Night-sky eyes met hers. “I wish I could answer you with certainty, but I can’t. I’m sorry, Brenna.” She touched a hand fleetingly to Brenna’s arm. “What I can say is that everything you’ve told me points to a psychic side effect, rather than an organic one. You were scanned at a human hospital, weren’t you?”
She nodded. “Lara and Sascha wanted to make sure they’d caught everything.” An M-Psy—gifted with the ability to see inside a body—could have done the same thing at less cost, but her pack didn’t much trust any Psy hooked up to the PsyNet.
“Then I don’t think you have to worry about brain damage—those scanning machines catch the tiniest tears and lesions. I should know. While in the Net, I was scanned o
n a regular basis.”
The practical reminder grounded Brenna. She’d seen the scans herself, seen the lack of damage. “So what do you think he did?”
“Well, Enrique did say he experimented on changeling women.

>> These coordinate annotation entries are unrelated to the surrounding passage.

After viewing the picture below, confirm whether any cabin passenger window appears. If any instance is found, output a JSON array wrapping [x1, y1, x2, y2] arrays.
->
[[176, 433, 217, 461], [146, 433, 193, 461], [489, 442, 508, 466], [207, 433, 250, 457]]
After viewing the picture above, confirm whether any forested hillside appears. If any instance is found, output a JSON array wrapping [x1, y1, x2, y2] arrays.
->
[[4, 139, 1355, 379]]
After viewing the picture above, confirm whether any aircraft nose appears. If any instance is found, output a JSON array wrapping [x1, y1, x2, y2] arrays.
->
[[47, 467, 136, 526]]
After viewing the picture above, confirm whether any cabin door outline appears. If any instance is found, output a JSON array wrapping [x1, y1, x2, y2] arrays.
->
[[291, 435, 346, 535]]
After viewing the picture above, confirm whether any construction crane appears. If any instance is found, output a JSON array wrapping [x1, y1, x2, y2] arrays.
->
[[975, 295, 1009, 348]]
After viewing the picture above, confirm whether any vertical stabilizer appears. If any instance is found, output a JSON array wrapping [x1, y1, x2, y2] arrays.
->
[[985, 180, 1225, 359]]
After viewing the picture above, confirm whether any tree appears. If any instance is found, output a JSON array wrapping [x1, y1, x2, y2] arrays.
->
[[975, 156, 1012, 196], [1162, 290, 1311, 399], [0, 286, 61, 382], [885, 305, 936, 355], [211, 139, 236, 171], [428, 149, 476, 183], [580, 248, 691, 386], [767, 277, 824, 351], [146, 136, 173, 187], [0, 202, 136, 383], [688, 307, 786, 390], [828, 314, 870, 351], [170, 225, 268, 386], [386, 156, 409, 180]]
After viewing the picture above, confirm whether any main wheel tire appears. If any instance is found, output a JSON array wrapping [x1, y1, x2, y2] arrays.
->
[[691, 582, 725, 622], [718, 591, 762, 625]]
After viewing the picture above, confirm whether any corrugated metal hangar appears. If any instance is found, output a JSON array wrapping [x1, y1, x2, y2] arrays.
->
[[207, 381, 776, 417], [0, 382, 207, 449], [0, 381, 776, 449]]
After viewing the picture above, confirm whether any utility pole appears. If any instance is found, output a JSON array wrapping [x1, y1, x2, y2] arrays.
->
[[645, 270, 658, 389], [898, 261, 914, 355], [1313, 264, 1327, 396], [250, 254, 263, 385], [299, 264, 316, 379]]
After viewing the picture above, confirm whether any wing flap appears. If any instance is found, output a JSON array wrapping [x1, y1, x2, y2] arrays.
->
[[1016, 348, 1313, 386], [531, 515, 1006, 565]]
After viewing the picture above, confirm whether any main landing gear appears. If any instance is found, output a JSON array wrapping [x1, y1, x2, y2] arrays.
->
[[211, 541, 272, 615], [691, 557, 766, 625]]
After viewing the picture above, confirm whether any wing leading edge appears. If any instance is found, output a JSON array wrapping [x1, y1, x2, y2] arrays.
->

We read that as the justification of a madman, but perhaps it wasn’t. Perhaps he succeeded with you.”
“He still would’ve killed me.” Enrique had been pleased with her, but only as you’d be pleased with a lab rat. It, too, was disposable. “Is there any way to find out what his goal was?” And whether he’d torn into her brain for reasons other than psychopathic pleasure.
“He has to have kept records.” Faith sounded very sure. “I’ll ask those I can, but it’s almost certain that they’re in the Council’s hands by now.”
In other words, utterly out of their reach. “If you had to guess, what would you say he was trying to achieve?”
“Let me think.” Faith picked up a handful of snow and began to sift it through her fingers. Flakes caught on the dark green of her gloves. “Do you mind if I ask Sascha? I won’t tell her details about the dreams—just what Enrique might’ve done to your mind.”
Brenna looked at the waterfall rather than at Faith. “Ask.”
Faith’s eyes lost focus for a microsecond before brightening again. “Okay, I’ve got her.” A pause. “Apparently,” she said into the silence, “Enrique thought that changeling women were perfect because of their ability to bear emotion without breaking.”
“Could he have been trying to create a hybrid?” Brenna scowled. “But that’s stupid—he could have as easily spliced DNA, or gotten a changeling woman pregnant.” But though he had violated her in so many ways, ways she still couldn’t think about without her vision hazing over with the dark red of blood, he hadn’t tried to impregnate her.
“Sascha agrees. So do I.” The F-Psy dusted off her hands. “From my own experience, I’d say it was more likely Enrique somehow ripped open a previously dormant section of your brain.”